Previously, non-party access to Public Domain Documents required a formal application to the court. Under the Pilot, Public Domain Documents have to be re-filed by the parties within set timescales in a public area on CE-File. Those documents will become available to the public to download and are therefore more easily accessible.
The Pilot applies to documents filed in connection with hearings taking place on or after 1 January 2026. This includes documents filed before that date, provided the hearing itself occurs after 1 January 2026. If a Public Domain Document was filed prior to 1 January 2026, this document must be refiled on CE-File under new designated categories. For instance, a witness statement filed prior to 1 January 2026, must be refiled under "Public Witness Statement" once it is referred to or relied on in a public hearing, and once the applicable filing period is triggered. Court users must therefore consider if documents need to be re-filed; diarise deadlines for filing obligations as set out in the Practice Direction; and consider if an FMO request is required.
For clients, preparation is key. Now is the time to identify cases falling within the Pilot and flag sensitive information contained in Public Domain documents so that possible redaction strategies via an FMO can be implemented. Clients should anticipate the possibility of increased public and media attention as certain documents become more accessible, and should have appropriate discussions with witnesses whose statements will become publicly available on CE-File once they are in the public domain.
Open justice across jurisdictions: A US comparison
Although PD 51ZH signals a shift towards greater transparency, the English courts still offer significantly narrower access to court documents compared to jurisdictions like the United States, where expansive disclosure underpins the litigation environment.

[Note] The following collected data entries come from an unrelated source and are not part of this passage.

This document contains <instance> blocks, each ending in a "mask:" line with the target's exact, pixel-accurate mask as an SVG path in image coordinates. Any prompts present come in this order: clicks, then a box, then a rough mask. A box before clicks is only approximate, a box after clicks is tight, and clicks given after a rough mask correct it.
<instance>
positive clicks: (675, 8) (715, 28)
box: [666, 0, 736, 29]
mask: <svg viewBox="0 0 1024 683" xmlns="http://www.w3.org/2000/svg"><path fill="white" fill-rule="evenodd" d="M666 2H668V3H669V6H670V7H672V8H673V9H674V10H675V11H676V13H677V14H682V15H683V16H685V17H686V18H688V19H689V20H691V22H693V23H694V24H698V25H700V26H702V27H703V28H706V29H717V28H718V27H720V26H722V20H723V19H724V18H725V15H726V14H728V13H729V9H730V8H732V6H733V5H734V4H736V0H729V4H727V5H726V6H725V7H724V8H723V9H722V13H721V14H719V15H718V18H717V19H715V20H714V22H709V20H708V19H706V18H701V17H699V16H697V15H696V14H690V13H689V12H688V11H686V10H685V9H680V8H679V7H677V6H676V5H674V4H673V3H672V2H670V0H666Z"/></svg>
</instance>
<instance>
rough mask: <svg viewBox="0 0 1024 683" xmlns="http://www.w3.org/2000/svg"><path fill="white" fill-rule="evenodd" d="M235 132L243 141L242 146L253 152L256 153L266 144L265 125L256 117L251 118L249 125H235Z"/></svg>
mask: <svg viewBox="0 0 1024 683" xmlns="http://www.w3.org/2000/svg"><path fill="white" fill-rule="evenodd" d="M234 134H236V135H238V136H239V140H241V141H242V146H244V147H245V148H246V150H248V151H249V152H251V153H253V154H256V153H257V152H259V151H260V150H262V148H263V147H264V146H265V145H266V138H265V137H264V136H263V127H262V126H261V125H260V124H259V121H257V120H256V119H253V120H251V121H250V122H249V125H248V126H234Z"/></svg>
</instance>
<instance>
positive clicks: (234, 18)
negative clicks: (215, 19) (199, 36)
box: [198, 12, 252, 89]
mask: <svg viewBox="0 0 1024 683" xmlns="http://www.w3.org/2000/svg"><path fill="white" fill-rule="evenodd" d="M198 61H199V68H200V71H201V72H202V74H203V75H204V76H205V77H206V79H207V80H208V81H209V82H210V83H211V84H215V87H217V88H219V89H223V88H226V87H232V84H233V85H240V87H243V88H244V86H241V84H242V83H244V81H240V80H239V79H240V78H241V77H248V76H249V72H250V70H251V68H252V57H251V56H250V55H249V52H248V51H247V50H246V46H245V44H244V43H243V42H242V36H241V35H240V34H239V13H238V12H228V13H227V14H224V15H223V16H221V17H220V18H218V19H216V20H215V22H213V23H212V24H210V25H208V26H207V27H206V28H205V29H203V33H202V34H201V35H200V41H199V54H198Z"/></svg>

In the US, guided by the First Amendment and common law principles, public access to judicial proceedings is strongly emphasised. Courts have repeatedly affirmed the public’s right to inspect and copy judicial records, subject only to narrow exceptions.
Federal courts operate the PACER system (Public Access to Court Electronic Records), which allows parties and non-parties to view case materials for a fee. Under the Open Courts Act 2020, this access is expected to become free in the future. PACER provides broad access to most case related documents, whereas the UK pilot only covers documents already deemed to be in the public domain.
The English approach has notable strengths. It prioritises judicial control over access, ensuring sensitive information is safeguarded and disclosure remains proportionate. By limiting access to documents already in the public domain, a careful balance is struck between openness and confidentiality, reducing risk of misuse.
In short, while the US model offers broader access, the English system emphasises fairness, privacy and controlled implementation – values that remain central to its legal tradition.
Conclusion
The Pilot introduces new procedural requirements and marks a significant step toward greater transparency and access to documents in civil justice. At its core, litigation is a public process for resolving disputes, and this initiative reinforces that principle. By streamlining access to documents already in the public domain, the Pilot strengthens the ethos of open justice while preserving the safeguards of privacy and proportionality that remain central to the legal tradition of England and Wales.
Looking ahead, the Pilot will be subject to a six-month review, which may bring refinements to its scope and operation. Practitioners should expect further clarification on issues such as the automatic redaction of sensitive details - particularly witness addresses – without the need for a FMO. These developments will shape how transparency and confidentiality are balanced in practice and ensure that already constrained court time is not unduly taken by dealing with FMOs. Staying informed and taking proactive steps will help mitigate risk and ensure compliance as the Pilot evolves.